Simple Proof

I'm asked to prove that:

For any natural numbers a, b, c with c greater than or equal to 2, there is a natural number n such that an^2 + bn + c is not a prime.

I feel like my approach should be to let x be non-prime such that an^2 + bn + c = x. Then to show there is a solution n, in the natural numbers to an^2 + bn + (c - x) = 0, whilst somehow making use of the fact x can be wrote as the product of prime factors? Not sure where to get stuck in though..
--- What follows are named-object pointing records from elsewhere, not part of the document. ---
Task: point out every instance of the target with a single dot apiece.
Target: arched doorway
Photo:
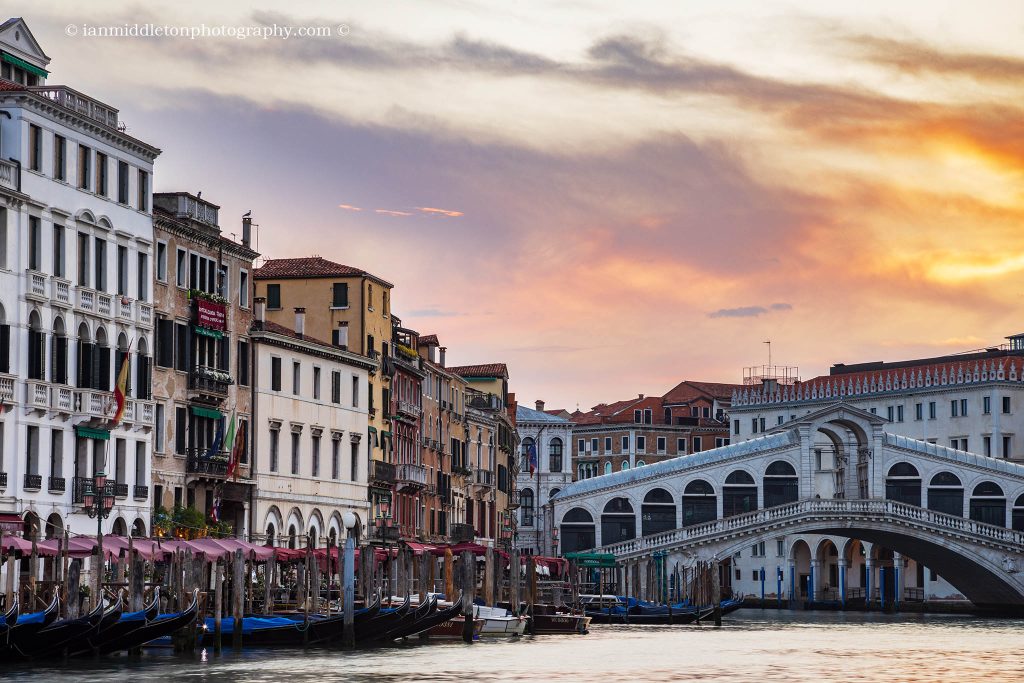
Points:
(780, 484)
(739, 494)
(945, 494)
(699, 503)
(617, 521)
(988, 504)
(657, 513)
(578, 530)
(903, 484)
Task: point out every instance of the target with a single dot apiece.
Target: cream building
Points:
(309, 424)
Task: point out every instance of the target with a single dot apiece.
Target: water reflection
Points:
(753, 646)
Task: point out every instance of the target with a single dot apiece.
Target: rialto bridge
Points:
(957, 513)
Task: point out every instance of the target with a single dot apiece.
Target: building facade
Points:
(309, 423)
(203, 374)
(76, 297)
(545, 469)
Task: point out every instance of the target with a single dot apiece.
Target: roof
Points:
(309, 266)
(523, 414)
(484, 370)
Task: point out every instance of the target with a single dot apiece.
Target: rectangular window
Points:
(181, 267)
(295, 453)
(101, 166)
(243, 363)
(142, 275)
(122, 182)
(244, 288)
(58, 251)
(274, 449)
(339, 297)
(35, 244)
(274, 374)
(59, 158)
(84, 167)
(143, 190)
(35, 147)
(180, 429)
(273, 297)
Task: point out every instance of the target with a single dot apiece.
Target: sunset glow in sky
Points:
(607, 197)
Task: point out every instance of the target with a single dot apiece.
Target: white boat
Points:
(500, 622)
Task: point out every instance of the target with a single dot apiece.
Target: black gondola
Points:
(163, 625)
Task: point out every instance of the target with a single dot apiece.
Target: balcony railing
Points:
(382, 472)
(76, 101)
(8, 175)
(412, 477)
(209, 380)
(205, 463)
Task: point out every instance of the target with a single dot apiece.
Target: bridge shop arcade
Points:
(877, 520)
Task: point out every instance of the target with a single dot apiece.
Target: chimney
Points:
(260, 304)
(247, 229)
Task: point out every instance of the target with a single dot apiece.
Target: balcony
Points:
(411, 477)
(76, 101)
(381, 472)
(210, 381)
(202, 462)
(8, 175)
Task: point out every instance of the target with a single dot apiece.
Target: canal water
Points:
(752, 645)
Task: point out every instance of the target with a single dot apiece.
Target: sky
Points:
(608, 197)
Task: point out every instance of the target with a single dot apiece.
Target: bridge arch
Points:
(657, 512)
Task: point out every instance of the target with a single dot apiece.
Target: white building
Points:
(971, 401)
(76, 253)
(551, 437)
(309, 425)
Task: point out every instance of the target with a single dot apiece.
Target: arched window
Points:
(988, 504)
(617, 521)
(945, 494)
(699, 504)
(780, 484)
(657, 512)
(555, 455)
(578, 530)
(903, 484)
(739, 494)
(526, 506)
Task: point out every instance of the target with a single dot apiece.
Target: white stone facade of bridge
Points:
(847, 500)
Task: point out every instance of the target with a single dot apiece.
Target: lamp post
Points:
(97, 500)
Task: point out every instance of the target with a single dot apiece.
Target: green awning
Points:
(207, 413)
(32, 69)
(90, 432)
(216, 334)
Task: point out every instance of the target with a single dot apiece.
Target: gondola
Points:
(386, 620)
(51, 640)
(163, 625)
(114, 633)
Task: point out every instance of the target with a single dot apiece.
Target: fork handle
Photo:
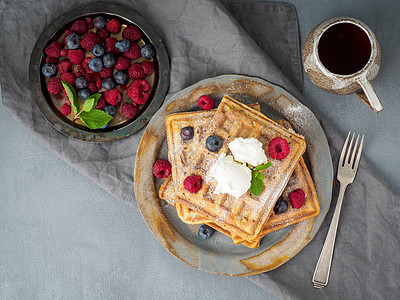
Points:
(323, 268)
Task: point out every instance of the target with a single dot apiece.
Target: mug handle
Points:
(369, 96)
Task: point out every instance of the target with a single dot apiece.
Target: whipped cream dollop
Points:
(248, 150)
(232, 177)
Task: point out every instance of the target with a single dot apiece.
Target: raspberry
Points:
(105, 72)
(66, 97)
(206, 102)
(193, 183)
(85, 65)
(296, 198)
(148, 67)
(64, 66)
(66, 33)
(101, 103)
(76, 56)
(92, 87)
(113, 97)
(79, 27)
(129, 110)
(99, 84)
(81, 70)
(122, 64)
(162, 168)
(96, 77)
(103, 33)
(53, 50)
(278, 148)
(109, 44)
(90, 40)
(136, 71)
(137, 91)
(133, 51)
(113, 26)
(132, 33)
(54, 86)
(68, 77)
(89, 22)
(65, 109)
(88, 77)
Seems like quite a tricky gcse question

Proof by contradiction would be a good way to do this, suppose that there does not exist a natural number $n$ such that $an^2 + bn + c$ is not a prime. Then, only $1$ and $an^2 + bn + c$ divides $an^2 + bn + c$

However, since $c \geq 2$ the number $an^2 + bn + c > 2$ so it would be enough to show that there exists an $n$ such that $2$ divides $an^2 + bn + c$ - which is a contradiction.

ermm am i being a bit thick ? all you have to do is let n = c

how would i find the n? i swear we use a.b.c for this?

Just proceed by noting that if we take n=c then,

an^2 + bn + c = c(ac+b+1)

which is clearly not prime since divisible by c.